Again Fullerton reports on the groundswell of sympathy for Buck Weaver. And he softens a bit, there is some cause for it. “He has been a corking good fellow, a hard worker and one of the best liked of men.” BUT. “Had he taken the filthy money, carried it to Comiskey and said, ‘This is what they offered me for throwing games,’ he would today be the biggest man in baseball — an idol — and the entire thing would have collapsed. But he chose to keep still.” What Fullerton is covering up here is simply this: Comiskey already knew, so did Gleason, Buck had no one to inform, and Fullerton KNEW this. And when Joe Jackson took the filthy money to Commy he was not hailed as an idol, he was turned away! Blame Grabiner if you will, but he was Commy’s man.

August 1, 1922. A year after the B-Sox trial, Hugh Fullerton writes about the rabbit ball. And the current attitude of the owners — Prove it’s a lively ball, we dare you — reminds him about how the majority of the baseball owners

refuse to take the initiative in exposing scandals. They wait for the press, and usually content themselves with demanding that the “reporters prove their charges.” It was that way in the Chase case, the Magee case, in the earlier stages of the White Sox scandals.

White Sox scandals. A refreshing phrase. I wonder what Fullerton and company would have nicknamed the Steroid flap?

”Some day I am going to write the story of my personal experiences in that case [the B-Sox scandal],” writes HSF, “the attempts at intimidation, the two efforts to kill me, and several other things. During that time the only friend I had in baseball was Comiskey, who, while being assaulted on every side, never failed to urge that I keep digging for the facts.”

The defense lawyers are pounding away at Comiskey, and at Ban Johnson — their feud is behind this whole thing, Johnson has rounded up and paid Burns & Maharg to send this case to trial. The strategy succeeds in planting reasonable doubt, we suppose, as the players will be found not guilty of conspiracy.

Fullerton comments on those who are already trying to get Joe Jackson reinstated — before the verdict is even in. “Of course everyone feels sorry for Jackson — a poor dupe of shrewd crooks. We feel sorry because he suffers while the big crooks who engineered the deal, who furnished the money and put it over, still have annual [season] passes to baseball parks.

”It isn’t over yet. Some day the truth about that series will come out — and some day the real scoundrels will be exposed.
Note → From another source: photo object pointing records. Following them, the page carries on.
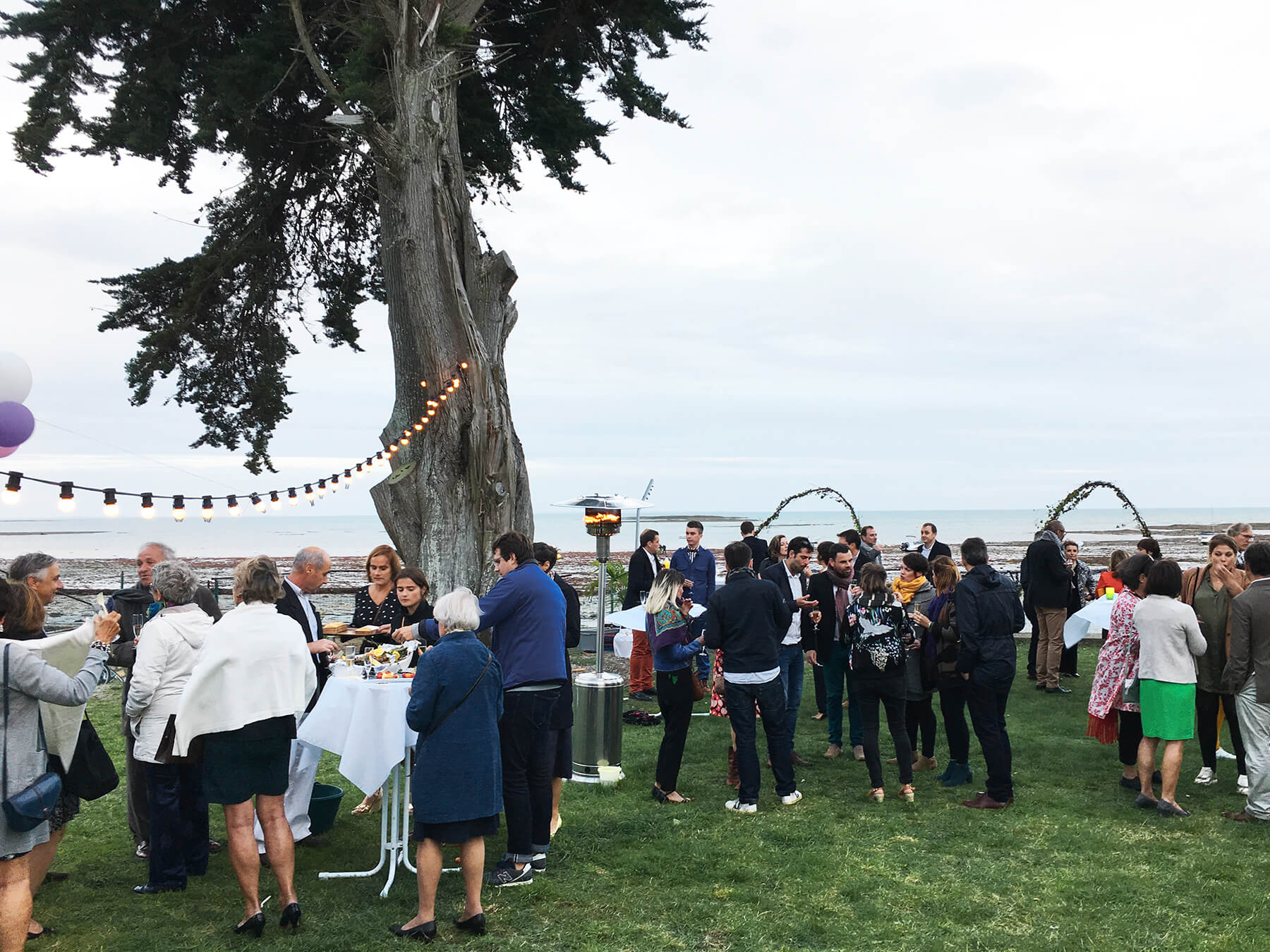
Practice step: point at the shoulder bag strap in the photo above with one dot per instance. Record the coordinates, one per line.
(489, 659)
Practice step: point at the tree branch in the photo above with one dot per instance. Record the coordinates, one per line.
(311, 55)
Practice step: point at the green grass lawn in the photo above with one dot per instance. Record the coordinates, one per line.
(1070, 866)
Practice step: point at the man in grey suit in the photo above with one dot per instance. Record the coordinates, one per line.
(1247, 677)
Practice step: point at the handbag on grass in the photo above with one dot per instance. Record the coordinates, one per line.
(33, 804)
(92, 774)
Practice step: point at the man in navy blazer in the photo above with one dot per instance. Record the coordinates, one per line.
(790, 578)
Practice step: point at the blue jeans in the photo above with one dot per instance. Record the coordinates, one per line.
(741, 712)
(837, 672)
(790, 660)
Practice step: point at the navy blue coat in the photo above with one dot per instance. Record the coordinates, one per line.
(459, 769)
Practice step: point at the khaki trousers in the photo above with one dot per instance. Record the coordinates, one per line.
(1049, 645)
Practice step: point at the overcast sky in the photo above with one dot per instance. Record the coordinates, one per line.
(948, 255)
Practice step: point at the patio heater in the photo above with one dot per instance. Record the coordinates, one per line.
(597, 696)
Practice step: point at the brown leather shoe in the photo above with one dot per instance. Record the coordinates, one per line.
(1241, 817)
(984, 803)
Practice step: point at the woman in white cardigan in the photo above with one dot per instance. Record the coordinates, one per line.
(167, 652)
(253, 677)
(1170, 641)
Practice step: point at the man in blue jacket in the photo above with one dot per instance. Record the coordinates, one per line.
(988, 616)
(526, 609)
(695, 563)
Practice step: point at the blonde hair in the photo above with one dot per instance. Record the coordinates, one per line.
(662, 593)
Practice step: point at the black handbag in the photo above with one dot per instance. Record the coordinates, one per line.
(92, 774)
(33, 804)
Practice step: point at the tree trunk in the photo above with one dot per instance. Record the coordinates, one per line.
(447, 304)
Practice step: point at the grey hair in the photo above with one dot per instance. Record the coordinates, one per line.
(167, 551)
(258, 580)
(457, 611)
(31, 564)
(176, 582)
(310, 555)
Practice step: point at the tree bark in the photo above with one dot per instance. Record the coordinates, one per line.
(449, 303)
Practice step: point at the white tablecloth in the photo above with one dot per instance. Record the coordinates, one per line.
(363, 721)
(1095, 615)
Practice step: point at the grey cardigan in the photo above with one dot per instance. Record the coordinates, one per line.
(1168, 635)
(31, 681)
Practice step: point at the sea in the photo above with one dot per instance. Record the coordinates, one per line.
(97, 554)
And don’t be surprised if among them are at least two who are prominent in baseball today. With me, the problem is whether or not the club owners know who is guilty. If they do, they are guilty of compounding a felony by not exposing them.”

There he goes again — who are the two prominent men who are still not flushed out in the open? Not HSF’s buddy Commy, he is exempt. Ban Johnson and Barney Dreyfuss, part of what Fullerton would, MUCH later, call the establishment of “whitewashing bastards”?

What makes this column so fascinating to me is this. Just two or three months later, Fullerton wrote a series of articles for the Chicago Tribune on Comiskey. Four of them dealt with the 1919 World Series. Commy vetoed them. They are still MIA.

What was Fullerton trying to reveal, that Commy suppressed? How Jackson was duped? What Commy knew, and when? Or just the story he finally wrote for The Sporting News in October 1935?

”It isn’t over yet.” But the B-Sox trial was over. The case was closed: Eight men out. Fullerton knows that. And he hopes — “some day the truth about that series will come out.” I can relate to that sentiment!